Wherever you were this morning I hope you managed to hear and see the government's apology to the stolen generations. The message was loud and clear. Australia is sorry. There will be no more lies and evasions; the government of Australia apologises for what it did. The first business of the new Parliament was the making of a long overdue forceful and formal acknowledgement of dreadful wrongs and a sincere expression of sorrow for the pain and grief these wrongs caused. It is not incongruous or wrong to feel joyfulness and optimism because the joy is for what might come of what was done so well today.
It's wonderful to think that our new government chose to open parliament with an act this symbolically and actually expressive of decency and maturity. The terms of the apology and Rudd's speech following on from it are based on empathy, respect, the ability to recognise and acknowledge another's suffering, and the desire to make reparation for it.

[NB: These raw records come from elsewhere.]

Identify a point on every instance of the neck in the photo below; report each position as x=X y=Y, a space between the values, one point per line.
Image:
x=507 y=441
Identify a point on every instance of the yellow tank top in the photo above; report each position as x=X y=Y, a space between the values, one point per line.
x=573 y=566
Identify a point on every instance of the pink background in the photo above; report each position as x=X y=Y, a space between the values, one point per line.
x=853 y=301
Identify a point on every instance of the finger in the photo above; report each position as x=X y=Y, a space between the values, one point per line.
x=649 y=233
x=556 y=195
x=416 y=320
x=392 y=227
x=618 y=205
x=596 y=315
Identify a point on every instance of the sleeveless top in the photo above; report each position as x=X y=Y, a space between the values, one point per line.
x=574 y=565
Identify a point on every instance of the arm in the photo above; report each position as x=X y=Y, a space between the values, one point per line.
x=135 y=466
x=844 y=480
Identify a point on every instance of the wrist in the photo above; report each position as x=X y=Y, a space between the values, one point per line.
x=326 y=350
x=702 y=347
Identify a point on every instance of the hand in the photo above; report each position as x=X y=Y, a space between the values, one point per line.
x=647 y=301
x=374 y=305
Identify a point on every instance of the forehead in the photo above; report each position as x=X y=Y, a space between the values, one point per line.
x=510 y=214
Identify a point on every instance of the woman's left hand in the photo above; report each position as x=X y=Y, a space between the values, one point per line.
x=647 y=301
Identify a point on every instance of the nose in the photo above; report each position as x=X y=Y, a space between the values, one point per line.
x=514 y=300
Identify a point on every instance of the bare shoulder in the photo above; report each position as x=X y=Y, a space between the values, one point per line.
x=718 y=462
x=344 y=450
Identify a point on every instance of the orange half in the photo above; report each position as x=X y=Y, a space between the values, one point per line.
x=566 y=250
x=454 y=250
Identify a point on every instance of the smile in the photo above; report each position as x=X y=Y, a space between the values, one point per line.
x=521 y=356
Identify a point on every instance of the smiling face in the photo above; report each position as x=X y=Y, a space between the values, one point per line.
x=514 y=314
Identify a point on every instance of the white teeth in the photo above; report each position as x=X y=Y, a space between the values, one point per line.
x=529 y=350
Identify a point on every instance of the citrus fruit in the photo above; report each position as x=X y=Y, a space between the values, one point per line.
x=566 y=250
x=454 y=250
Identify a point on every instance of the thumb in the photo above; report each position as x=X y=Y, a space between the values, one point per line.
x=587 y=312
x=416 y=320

It's beyond wonderful that leaders of the parliament (some, it must be said, more gracefully than others) authoritatively told Australians to recognise and accept the truth of past events and asked Australians to use their imaginations to grasp something of what the the people involved in those events experienced. As Keating said afterwards the government has decisively chosen to re-establish the moral basis of its authority. And as a beaming Jackie Huggins said this is one of those rare days when it is possible to be unequivocally proud of being an Australian.
I hope there will be a great many more such days.
Is Australia about to wake up from its long trance?